Action Heads¶
The only part of Neon that trains from scratch. Everything else — the video backbone, the Whisper encoder — is frozen. These small, precise decoders convert visual understanding into physical movement.
Parameter Golf v2
Since v2, all action heads use techniques from the Parameter Golf competition: ReLU², RMSNorm, learnable residual scales, U-Net skip connections, and logit soft-capping.
Design: Separate Heads Per Group¶
Neon uses separate MLP decoders for each joint group rather than one decoder for everything:
graph TD
F["Fused Features (2048-d)"]
F --> ARM["Arms Head<br/>ActionChunkingHead<br/>→ (batch, 16, 14)"]
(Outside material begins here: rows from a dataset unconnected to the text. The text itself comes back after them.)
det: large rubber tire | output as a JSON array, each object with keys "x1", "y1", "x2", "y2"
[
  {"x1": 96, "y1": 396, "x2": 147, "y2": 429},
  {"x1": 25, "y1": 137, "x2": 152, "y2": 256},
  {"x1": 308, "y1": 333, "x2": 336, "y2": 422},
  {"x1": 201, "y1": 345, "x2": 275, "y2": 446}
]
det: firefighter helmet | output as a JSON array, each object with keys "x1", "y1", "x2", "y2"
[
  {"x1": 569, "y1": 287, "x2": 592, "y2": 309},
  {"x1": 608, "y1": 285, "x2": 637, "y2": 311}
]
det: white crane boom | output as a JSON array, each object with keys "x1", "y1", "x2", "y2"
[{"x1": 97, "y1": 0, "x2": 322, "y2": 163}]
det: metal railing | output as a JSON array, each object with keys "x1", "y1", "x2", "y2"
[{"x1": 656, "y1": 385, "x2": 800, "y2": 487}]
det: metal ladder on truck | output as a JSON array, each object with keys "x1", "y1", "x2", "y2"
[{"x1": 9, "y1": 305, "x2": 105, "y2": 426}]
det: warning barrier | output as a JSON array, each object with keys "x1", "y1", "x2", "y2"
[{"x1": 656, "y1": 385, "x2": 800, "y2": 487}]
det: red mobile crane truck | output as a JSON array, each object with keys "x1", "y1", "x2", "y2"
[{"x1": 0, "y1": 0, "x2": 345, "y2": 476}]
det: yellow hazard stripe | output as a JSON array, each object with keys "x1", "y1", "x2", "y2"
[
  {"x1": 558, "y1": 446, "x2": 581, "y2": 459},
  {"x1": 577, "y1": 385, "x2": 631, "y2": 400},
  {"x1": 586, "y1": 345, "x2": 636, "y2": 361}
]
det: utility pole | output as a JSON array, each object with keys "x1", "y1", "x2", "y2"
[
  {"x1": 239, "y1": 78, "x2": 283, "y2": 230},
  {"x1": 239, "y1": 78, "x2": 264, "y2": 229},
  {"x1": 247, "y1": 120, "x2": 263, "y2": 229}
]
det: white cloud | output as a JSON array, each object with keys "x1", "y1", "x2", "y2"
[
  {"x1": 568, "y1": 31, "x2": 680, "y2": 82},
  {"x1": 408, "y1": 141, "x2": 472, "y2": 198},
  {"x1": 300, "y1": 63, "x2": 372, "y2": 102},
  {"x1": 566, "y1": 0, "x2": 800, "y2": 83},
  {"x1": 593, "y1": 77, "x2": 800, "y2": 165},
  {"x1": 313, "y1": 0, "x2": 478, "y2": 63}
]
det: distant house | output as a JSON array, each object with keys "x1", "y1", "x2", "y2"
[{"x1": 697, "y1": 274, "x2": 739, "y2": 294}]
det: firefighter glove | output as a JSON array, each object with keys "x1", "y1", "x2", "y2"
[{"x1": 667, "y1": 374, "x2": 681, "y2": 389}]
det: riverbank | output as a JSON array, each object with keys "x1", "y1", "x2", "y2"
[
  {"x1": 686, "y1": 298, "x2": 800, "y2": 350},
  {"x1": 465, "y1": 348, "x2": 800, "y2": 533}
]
F --> LOCO["Locomotion Head<br/>ActionChunkingHead<br/>→ (batch, 16, 3)"]
F --> TH["Torso+Head<br/>MLPDecoder<br/>→ (batch, 3)"]
F --> LEG["Legs Head<br/>MLPDecoder<br/>→ (batch, 12)"]
ARM --> CAT["Concatenate"]
LOCO --> CAT
TH --> CAT
LEG --> CAT
CAT --> OUT["(batch, 16, 17+)"]
style F fill:#333,color:#fff
style ARM fill:#1b5e20,color:#fff
style LOCO fill:#e65100,color:#fff
Why separate?
- Different dynamics — Arms need fine motor control (precise grasping). Locomotion needs smooth velocity (no jerking). Different problems, different MLPs.
- Progressive training — Start with
arms_only, addlocomotionlater, scale towhole_body. Each mode adds heads without changing existing ones. - Per-group debugging — Monitor arm loss and locomotion loss independently. Know exactly where the model struggles.
The MLPDecoder (v2)¶
Every layer is enhanced:
graph TD
IN["Input Features"] --> PROJ["Linear(in, hidden)"]
PROJ --> N1["RMSNorm"]
N1 --> A1["ReLU²"]
A1 --> |"save as skip"| D1["Dropout"]
D1 --> N2["RMSNorm"]
N2 --> A2["ReLU²"]
A2 --> D2["Dropout"]
D2 --> |"concat skip"| CAT["[h ∥ skip]"]
CAT --> L3["Linear(2×hidden, hidden)"]
L3 --> N3["RMSNorm"]
N3 --> A3["ReLU²"]
A3 --> RES["h + α · residual"]
RES --> OUT["Linear(hidden, action_dim)"]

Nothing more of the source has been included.